Su voz se fue atenuando.
—Olegario fue asesinado durante la masacre de Ezeiza. Los Montoneros fusilaron al Teniente General Aramburu. Los generales desfilaban sobre la casa Rosada. El General Onganía fue reemplazado por el General Levingston, quien a su vez fue reemplazado por el General Lanusse, que fue substituido por el tío Cámpora, seguido por el ex General Perón… Él decía que eras un desubicado. Porque nosotros estábamos militando, pensábamos que la revolución estaba a la vuelta de la esquina y teníamos el deber moral de ir a buscarla; mientras, vos te evadías con tus fantasías hipposas y uno que otro porro.
—Yo tenía mis razones.
—¿Tus razones?
—Yo era uno de los oprimidos que ustedes querían liberar; digo “ustedes” pensando que como hijos de los opresores sentirían la culpa de haberse beneficiado.
—Seguís siendo un hijo de puta.
—Hay algo más. No podía creer que Jesús, Perón, Marx o Mao tenían todas las respuestas. Cuando escuchaba las certezas de los militantes, las justificaciones de la violencia, los crímenes de los milicos alimentándose del robo y de la muerte, me parecía estar en una película donde todos éramos culpables y todos perderíamos.

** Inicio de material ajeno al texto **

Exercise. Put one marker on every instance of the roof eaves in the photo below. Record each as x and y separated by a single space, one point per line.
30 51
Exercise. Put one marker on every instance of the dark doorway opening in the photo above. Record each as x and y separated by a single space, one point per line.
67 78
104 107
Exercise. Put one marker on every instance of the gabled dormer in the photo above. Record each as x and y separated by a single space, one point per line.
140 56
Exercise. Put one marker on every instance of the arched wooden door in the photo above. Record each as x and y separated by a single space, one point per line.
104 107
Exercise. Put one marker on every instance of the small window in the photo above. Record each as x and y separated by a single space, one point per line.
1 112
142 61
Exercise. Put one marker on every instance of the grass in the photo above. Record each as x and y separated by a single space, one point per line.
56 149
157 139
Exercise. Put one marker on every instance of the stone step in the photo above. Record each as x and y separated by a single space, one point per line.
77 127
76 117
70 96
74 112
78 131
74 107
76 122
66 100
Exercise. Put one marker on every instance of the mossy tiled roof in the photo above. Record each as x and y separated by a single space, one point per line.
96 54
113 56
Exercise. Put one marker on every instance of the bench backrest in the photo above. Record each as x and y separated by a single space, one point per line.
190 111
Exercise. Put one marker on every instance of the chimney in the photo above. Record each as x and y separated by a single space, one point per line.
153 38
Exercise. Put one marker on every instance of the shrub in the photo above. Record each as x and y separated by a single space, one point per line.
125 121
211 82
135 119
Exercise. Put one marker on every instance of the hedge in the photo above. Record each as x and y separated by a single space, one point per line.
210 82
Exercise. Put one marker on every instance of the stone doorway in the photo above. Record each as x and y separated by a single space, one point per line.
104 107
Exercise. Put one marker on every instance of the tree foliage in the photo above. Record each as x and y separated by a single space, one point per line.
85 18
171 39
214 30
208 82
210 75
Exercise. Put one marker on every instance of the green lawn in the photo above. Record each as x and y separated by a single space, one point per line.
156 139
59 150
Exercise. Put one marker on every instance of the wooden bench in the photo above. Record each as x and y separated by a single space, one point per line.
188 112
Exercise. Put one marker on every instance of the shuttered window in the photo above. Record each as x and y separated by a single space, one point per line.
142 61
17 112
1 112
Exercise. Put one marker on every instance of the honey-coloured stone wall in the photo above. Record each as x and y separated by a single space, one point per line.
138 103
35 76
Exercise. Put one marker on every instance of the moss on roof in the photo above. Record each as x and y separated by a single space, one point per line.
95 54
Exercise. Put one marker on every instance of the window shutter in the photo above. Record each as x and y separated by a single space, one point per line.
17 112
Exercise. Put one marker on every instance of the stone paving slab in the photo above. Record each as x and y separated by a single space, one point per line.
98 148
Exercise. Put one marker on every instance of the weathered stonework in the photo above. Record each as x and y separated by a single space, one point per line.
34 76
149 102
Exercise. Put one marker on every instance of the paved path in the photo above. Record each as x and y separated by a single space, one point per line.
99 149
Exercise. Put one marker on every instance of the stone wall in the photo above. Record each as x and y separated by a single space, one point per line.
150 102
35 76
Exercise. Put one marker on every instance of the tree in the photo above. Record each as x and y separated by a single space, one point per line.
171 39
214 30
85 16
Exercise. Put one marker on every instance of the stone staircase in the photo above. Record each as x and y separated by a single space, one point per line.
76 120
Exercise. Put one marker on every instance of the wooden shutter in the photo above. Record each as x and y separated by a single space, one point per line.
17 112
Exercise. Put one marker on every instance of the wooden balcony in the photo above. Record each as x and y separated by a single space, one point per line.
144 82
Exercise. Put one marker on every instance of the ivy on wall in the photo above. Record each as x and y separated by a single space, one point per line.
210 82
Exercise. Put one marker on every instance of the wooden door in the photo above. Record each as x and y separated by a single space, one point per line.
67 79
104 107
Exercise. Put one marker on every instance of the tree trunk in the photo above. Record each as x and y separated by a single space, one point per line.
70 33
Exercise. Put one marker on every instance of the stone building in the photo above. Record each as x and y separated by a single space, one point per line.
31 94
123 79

—¿Y cuál era el final de tu película?
—Todos sufrirían la violencia de sus intolerancias.
La Bizantina sonrío.
—Vine a matarte —dijo.
—Está escrito que voy a morir entre tus tetas —contesté.
Isabel se rió con toda su cuerpo mientras susurraba:
—¿Mis tetas asesinas? Pienso en todo lo que las mujeres sienten de sus tetas, que son pequeñas, aunque no tanto; que son más grandes que las de…; pero jamás que podrían ser criminales.

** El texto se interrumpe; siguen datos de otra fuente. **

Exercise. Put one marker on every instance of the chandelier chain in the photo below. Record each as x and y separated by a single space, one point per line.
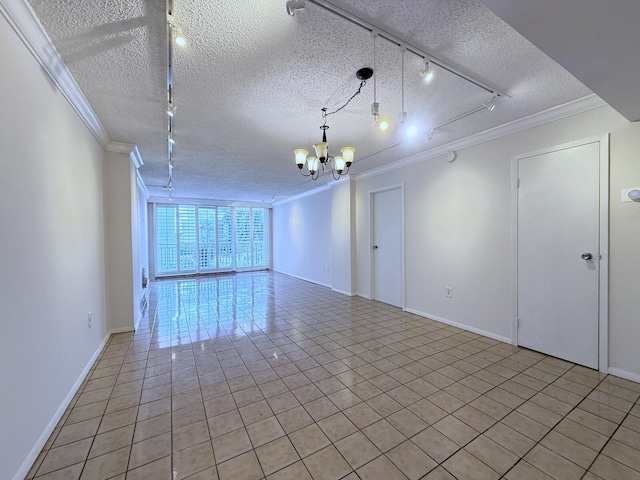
324 112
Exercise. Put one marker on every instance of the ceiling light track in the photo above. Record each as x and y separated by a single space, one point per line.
396 39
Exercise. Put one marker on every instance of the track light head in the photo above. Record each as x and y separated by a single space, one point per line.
294 6
427 72
491 106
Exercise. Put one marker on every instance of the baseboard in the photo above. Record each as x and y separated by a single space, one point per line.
302 278
358 294
120 330
468 328
37 448
343 292
634 377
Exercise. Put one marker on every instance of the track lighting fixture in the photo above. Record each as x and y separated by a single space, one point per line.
294 6
491 106
176 32
427 72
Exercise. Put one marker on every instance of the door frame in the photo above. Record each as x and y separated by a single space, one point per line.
371 236
603 272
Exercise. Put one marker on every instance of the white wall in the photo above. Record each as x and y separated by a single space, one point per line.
118 172
457 230
302 238
342 237
140 245
51 252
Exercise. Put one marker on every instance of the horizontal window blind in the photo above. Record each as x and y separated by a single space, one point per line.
193 239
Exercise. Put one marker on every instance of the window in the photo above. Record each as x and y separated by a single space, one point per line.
192 239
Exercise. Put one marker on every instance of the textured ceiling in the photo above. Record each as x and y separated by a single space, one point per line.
250 84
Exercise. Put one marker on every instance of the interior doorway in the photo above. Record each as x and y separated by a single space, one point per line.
387 245
561 232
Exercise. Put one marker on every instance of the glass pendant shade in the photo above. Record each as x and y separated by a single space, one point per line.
312 164
301 157
347 154
321 151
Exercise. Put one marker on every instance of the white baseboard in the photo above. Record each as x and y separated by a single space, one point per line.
37 448
634 377
343 292
120 330
468 328
302 278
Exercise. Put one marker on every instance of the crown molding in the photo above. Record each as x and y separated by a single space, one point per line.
135 156
204 202
559 112
142 185
25 23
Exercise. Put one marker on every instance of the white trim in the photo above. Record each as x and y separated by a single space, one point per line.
204 202
402 239
37 448
113 331
634 377
603 272
302 278
25 23
568 109
136 158
141 185
343 292
117 147
463 326
603 282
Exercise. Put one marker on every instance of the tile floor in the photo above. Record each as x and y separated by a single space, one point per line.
260 375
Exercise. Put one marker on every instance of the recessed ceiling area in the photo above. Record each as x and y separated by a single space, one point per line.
250 84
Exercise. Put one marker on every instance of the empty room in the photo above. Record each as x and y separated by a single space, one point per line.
320 240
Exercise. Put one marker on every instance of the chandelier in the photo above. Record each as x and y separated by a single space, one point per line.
324 162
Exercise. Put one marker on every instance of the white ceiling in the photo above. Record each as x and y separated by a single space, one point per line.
250 84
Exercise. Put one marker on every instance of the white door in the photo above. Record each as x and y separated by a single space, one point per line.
558 235
387 247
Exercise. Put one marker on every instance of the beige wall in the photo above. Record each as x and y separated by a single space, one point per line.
65 251
302 238
458 230
51 251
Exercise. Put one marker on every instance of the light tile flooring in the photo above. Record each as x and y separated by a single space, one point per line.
260 375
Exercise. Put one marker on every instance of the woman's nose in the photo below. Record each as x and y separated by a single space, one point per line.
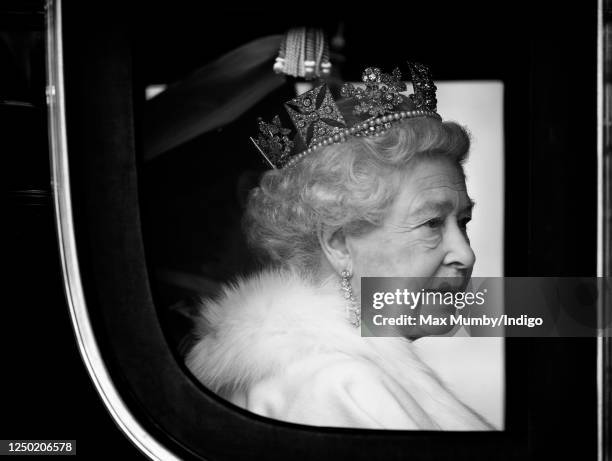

—Juan Cruz Lombardini, ¿lo leíste?
—No.
—Escribió el libro que yo estaba leyendo el día que te conocí. Hablaba de Isabel y de la torre de la calle Arroyo. Isabel tenía los pezones envenenados, y había un poeta masturbándose mientras que con la mano libre escribía una oda cósmica a Isabel, y encima el autor se llamaba Juan Cruz.
Ella no pudo esconder su sonrisa.
—Recuerdo una obra de teatro en la que el duque de un pueblo quiere ejercer el derecho de pernada con una doncella. Antes de acostarse con el viejo duque, ella se suicida. Y su novio, luego de envenenar los labios de la muertita, la coloca en la cama de un cuarto oscuro, invita al duque a que venga a ejercer su derecho con la esperanza de que al besarla él también se muera —contó Isabel.

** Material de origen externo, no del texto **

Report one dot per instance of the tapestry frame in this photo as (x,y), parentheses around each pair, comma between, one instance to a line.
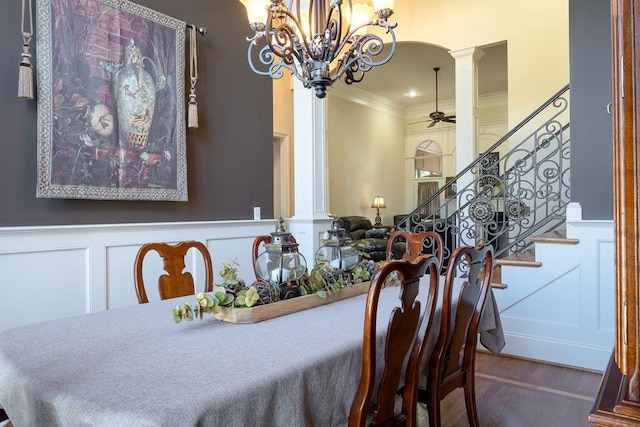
(87,148)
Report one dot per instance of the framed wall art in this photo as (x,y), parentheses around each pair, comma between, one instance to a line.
(110,78)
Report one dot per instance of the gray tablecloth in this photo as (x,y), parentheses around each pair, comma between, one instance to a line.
(135,367)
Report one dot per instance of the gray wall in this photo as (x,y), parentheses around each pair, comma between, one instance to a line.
(591,126)
(229,157)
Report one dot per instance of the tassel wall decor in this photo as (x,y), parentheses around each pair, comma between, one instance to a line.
(193,73)
(25,74)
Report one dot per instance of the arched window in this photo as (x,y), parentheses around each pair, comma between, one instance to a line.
(428,159)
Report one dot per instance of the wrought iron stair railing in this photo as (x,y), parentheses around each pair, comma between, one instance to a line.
(504,200)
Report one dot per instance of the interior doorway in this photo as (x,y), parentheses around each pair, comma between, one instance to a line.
(282,199)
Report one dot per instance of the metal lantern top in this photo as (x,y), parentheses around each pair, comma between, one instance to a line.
(336,250)
(281,262)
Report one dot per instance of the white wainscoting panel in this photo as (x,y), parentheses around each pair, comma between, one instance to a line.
(52,272)
(563,312)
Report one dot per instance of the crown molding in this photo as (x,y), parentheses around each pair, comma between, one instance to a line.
(489,100)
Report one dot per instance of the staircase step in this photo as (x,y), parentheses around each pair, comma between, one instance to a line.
(558,236)
(524,259)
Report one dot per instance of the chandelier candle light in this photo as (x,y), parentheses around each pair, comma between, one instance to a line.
(319,43)
(378,203)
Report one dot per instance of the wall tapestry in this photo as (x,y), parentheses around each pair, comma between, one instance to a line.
(110,101)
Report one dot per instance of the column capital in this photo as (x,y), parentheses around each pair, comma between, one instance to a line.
(475,52)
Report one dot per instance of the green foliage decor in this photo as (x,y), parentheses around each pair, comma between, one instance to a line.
(233,292)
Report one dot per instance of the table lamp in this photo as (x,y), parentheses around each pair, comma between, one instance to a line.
(378,202)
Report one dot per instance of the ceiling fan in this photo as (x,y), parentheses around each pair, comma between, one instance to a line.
(437,115)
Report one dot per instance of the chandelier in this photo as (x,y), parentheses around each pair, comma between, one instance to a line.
(319,43)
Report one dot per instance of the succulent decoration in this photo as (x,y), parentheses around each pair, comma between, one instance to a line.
(233,292)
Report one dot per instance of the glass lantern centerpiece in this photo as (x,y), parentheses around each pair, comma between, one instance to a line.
(281,263)
(335,251)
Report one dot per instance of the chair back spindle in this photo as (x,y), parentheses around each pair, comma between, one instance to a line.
(176,282)
(452,362)
(407,328)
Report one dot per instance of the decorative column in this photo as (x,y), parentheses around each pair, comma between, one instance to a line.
(310,221)
(466,119)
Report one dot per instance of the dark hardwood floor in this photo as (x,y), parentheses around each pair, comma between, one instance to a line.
(512,392)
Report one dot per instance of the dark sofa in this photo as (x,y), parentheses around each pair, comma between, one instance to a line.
(444,229)
(371,241)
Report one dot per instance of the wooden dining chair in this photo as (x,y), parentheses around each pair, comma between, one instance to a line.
(416,244)
(452,361)
(375,401)
(176,282)
(258,242)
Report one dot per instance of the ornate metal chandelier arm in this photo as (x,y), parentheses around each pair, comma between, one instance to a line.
(360,55)
(352,38)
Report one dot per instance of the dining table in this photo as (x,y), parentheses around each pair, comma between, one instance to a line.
(134,366)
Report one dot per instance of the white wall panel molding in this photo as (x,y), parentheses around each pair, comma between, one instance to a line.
(563,312)
(56,271)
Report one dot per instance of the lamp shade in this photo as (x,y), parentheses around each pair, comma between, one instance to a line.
(256,10)
(378,202)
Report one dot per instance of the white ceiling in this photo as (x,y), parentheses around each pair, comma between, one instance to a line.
(411,68)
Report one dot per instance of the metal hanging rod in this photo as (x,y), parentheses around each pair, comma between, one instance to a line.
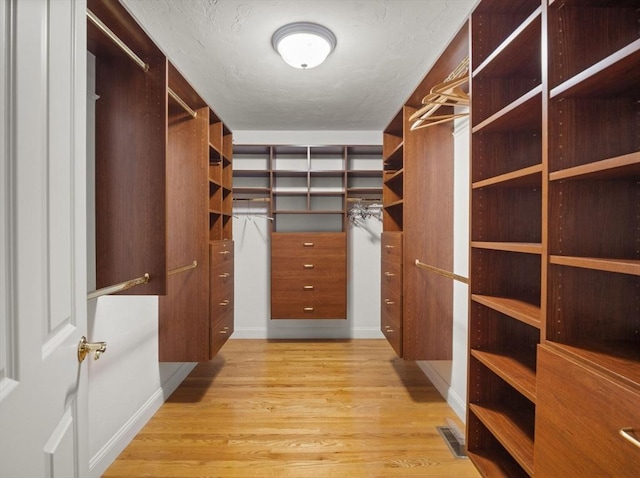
(112,289)
(181,102)
(112,36)
(442,272)
(177,270)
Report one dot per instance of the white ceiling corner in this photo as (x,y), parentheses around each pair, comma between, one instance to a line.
(223,47)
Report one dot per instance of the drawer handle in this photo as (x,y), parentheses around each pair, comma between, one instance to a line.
(628,434)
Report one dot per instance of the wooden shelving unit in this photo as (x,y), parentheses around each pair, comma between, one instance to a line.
(305,192)
(555,263)
(417,312)
(130,168)
(507,240)
(163,194)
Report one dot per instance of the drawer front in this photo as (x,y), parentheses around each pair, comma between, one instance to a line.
(318,290)
(579,415)
(221,252)
(334,268)
(392,246)
(221,330)
(391,320)
(221,291)
(286,244)
(303,308)
(391,276)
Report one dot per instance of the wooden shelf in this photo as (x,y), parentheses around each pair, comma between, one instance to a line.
(620,266)
(395,156)
(397,176)
(496,464)
(290,172)
(523,114)
(523,311)
(616,74)
(625,167)
(509,426)
(307,211)
(394,204)
(617,359)
(243,190)
(511,368)
(526,177)
(514,54)
(522,247)
(242,173)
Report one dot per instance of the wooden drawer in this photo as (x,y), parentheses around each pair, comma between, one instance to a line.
(392,246)
(221,252)
(221,330)
(296,307)
(286,244)
(222,274)
(295,268)
(391,319)
(391,276)
(579,415)
(320,289)
(221,291)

—Vaya la venganza que se inventaba Shakespeare.
—¿Isabel tenía los pezones envenenados? ¿Por qué, para qué?
—Nunca lo supe. Después de leer esa oración abandoné la lectura, con la certeza de que el tiempo me haría comprender el significado. Cuando te conocí pensé que me darías la clave, que eran demasiadas coincidencias tu nombre, la torre, y si asociaba todas las circunstancias me llevarían a una respuesta.
—Vine a matarte, Pedro —repitió con amargura.
—¿Por qué ?
—Siempre sospeché que eras un cobarde.
—Los cobardes raramente mueren asesinados.
—No vine a matarte por cobarde, sino por traidor.
—Isabel, ¿a quién traicioné?
—A vos; pero es irrelevante.
Isabel, la de la torre de la calle Arroyo viene a dar una respuesta al juego inconcluso. Y no es la que yo esperaba.
Tomó mis manos entre sus manos y nos quedamos callados. La Bizantina mantenía siempre la belleza de su lado. No importaba qué estaba haciendo.
—No serán mis pezones envenenados los que te maten.
Sentí un golpe seco en el pecho y me desplomé.
Escuché sus pasos bajando la escalera mientras intentaba parar la sangre que se escurría entre mis dedos.
—Isabel, la de la torre… —murmuré—. ¡Mierda! —antes que la ausencia le ganara a la vida.